Helping Children Deal with Change

October 22, 2013

What is change for a child? As parents and caregivers of children we tend to be vigilant about the big changes in our children's lives-death, divorce and a family move, and certainly these are very valid and can be very traumatizing.

But to understand change and stress in the lives of our little ones we must look through a new lens, wear a new hat and get out of the adult perspective for what seem like small changes for us can cause huge emotional turmoil for our children.

Possible Stressful Situations:

  • mom or dad has changed their working hours bringing a change in routine
  • a change in bedtime/bath habits
  • the end of a recreational class or the school year
  • a new babysitter or nanny
  • any new social situation
  • losing or breaking a favourite toy
  • communication problems/frustration with being understood
  • rejection by a friend or a friend moving away

The list is endless and of course does not include the obvious upheaval of a new sibling in the family. Children like routine. Adjusting to all of the above can be difficult and all children react differently to change. Many children adapt easily to a new school, taking the changes and challenges in stride. Many other children show signs of anxiety and stress. How your child adapts to change will depend on his temperament, personality, and your family’s circumstances.

Behavior Your Child May Demonstrate When Stressed:

  • clingy
  • moody or irritable
  • angry
  • sad
  • anxious
  • afraid
  • less sociable than usual

As well children may resume bed wetting or start playing with more childish toys than usual.

How to Help

  • Talk with your child about what she is feeling and be a good listener.
  • Acknowledge your child’s worries and fears. Allow your child to feel angry, sad, and confused during times of change. These feelings are normal and your child needs to express them.
  • Offer extra love, encouragement, and support during this time. Do what you can to simplify your family life so that you can focus on your child’s needs.
  • Prepare your child for upcoming change when possible. Talk about what will happen and what the change will mean for all of you. If your child is going to a new school, visit the school before the first day of class. Similarly, if you are moving out of town, if possible, visit your new neighborhood with your child before you move.
  • Be more available during times of change. For example, if your child has a hard time at the beginning or end of the school year, try to be more available during these times.
  • Try to involve your child in decisions about the change. Small choices like choosing clothes for the first day of school and a colour for his new room can make a difference.

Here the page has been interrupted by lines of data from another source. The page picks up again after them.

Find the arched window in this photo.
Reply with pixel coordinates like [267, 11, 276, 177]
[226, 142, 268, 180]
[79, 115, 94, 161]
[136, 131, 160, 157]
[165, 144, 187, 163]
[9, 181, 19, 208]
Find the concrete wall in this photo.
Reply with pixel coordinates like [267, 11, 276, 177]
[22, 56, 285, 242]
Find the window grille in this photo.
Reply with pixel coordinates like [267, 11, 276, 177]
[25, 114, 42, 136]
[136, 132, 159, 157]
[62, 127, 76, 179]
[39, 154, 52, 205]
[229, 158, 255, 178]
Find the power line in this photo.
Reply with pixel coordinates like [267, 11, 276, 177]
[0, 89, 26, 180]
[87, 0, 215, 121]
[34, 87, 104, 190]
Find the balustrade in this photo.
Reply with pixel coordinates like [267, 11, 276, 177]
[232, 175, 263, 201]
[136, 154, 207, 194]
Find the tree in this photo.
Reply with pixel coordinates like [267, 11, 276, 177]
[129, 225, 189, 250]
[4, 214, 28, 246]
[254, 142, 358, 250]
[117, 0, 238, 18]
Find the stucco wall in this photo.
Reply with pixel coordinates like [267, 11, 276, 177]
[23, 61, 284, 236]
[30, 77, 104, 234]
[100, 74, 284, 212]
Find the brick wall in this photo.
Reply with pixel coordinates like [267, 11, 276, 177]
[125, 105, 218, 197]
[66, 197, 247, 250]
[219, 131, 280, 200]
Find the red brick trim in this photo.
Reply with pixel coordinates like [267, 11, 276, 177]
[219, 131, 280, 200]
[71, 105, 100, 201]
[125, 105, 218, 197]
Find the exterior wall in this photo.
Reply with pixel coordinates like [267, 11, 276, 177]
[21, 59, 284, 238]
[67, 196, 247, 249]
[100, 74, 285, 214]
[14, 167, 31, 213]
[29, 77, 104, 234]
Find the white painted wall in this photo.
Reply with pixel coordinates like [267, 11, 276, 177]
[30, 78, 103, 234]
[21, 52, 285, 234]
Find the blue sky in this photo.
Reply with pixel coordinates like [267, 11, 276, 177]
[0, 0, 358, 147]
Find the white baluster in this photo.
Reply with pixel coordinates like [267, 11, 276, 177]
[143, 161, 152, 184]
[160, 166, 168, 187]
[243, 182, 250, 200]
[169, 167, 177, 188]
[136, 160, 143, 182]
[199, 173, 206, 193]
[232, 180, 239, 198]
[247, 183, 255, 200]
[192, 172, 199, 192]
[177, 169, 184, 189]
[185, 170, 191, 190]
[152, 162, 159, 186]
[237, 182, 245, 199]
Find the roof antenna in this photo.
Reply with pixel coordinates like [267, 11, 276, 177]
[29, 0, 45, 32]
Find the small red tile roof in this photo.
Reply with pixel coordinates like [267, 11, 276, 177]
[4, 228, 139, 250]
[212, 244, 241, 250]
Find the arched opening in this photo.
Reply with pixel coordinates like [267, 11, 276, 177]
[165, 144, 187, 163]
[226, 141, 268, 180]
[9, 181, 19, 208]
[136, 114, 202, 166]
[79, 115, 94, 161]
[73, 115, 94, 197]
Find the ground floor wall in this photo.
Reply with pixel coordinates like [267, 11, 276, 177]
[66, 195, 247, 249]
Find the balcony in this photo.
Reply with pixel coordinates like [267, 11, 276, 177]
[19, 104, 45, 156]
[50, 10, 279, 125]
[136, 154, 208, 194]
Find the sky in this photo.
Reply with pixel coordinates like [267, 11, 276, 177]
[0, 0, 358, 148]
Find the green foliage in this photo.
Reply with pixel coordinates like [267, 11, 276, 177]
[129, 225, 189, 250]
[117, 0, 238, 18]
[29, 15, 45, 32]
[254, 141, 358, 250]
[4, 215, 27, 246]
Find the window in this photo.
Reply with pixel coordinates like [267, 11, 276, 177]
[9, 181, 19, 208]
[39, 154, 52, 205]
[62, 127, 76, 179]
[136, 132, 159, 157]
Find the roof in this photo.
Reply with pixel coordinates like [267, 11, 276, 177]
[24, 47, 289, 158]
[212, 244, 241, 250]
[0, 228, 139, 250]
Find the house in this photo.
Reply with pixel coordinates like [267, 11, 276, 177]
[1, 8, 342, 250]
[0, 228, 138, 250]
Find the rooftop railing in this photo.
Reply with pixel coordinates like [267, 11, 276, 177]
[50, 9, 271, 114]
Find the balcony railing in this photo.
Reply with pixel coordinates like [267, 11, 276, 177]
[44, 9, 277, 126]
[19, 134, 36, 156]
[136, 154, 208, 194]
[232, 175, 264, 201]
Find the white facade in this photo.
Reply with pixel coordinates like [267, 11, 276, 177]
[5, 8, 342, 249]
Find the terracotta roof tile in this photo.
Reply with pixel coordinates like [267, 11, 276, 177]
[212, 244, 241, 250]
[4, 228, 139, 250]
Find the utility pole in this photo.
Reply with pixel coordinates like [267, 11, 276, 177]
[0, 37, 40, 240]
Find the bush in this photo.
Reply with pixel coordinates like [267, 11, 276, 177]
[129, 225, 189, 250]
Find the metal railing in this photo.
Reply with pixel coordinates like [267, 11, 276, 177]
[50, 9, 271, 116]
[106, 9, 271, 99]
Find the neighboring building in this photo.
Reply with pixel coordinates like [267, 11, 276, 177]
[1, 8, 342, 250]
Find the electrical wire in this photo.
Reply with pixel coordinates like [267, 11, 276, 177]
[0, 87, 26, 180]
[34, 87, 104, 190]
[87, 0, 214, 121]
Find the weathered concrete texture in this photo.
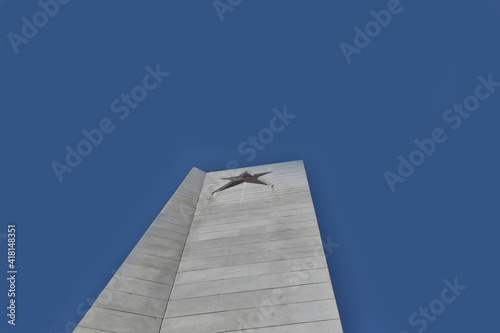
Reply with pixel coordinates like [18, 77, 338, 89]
[161, 161, 342, 333]
[75, 168, 205, 333]
[75, 161, 342, 333]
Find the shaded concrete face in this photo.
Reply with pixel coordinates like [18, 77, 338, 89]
[75, 161, 342, 333]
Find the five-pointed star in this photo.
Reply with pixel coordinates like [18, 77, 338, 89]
[212, 171, 271, 194]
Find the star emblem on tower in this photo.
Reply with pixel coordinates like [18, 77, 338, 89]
[212, 171, 271, 194]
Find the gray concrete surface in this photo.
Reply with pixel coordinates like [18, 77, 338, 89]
[75, 161, 342, 333]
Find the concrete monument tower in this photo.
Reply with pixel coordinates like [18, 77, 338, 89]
[75, 161, 342, 333]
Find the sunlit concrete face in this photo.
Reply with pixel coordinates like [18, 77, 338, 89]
[75, 161, 342, 333]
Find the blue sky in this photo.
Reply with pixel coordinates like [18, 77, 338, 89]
[0, 0, 500, 333]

The Larger Picture-Skills for Life

One of the most important skills you can help your child develop is the ability to deal with change. You can help your child develop the skills to handle change by understanding your child’s needs and by offering encouragement and support.

  • Help your child mark the change. If your child’s best friend is moving away, help your child mark the occasion (card or gift) Keep goodbyes simple and low key.
  • Teach your child that maintaining routines helps her to cope. Knowing what to expect helps your child feel grounded and secure, especially during times of transition. Demonstrate this by maintaining family routines around bedtime, TV, and family meals as much as possible.
  • Encourage your child, when old enough, to write about worries in a journal.
  • Demonstrate a positive attitude. If you are confident about an upcoming change, your child will be positive, too. This becomes a great life habit.
  • By your behaviour show your child positive ways to handle change. Talk about how you feel and show him how you make lists to help you stay focussed and organized.

Life is change. As the caregivers and parents of children it is our responsibility to help children learn to accept and handle what will be inevitable in their lives... namely, that things will not remain the same... and to know that that is a good thing.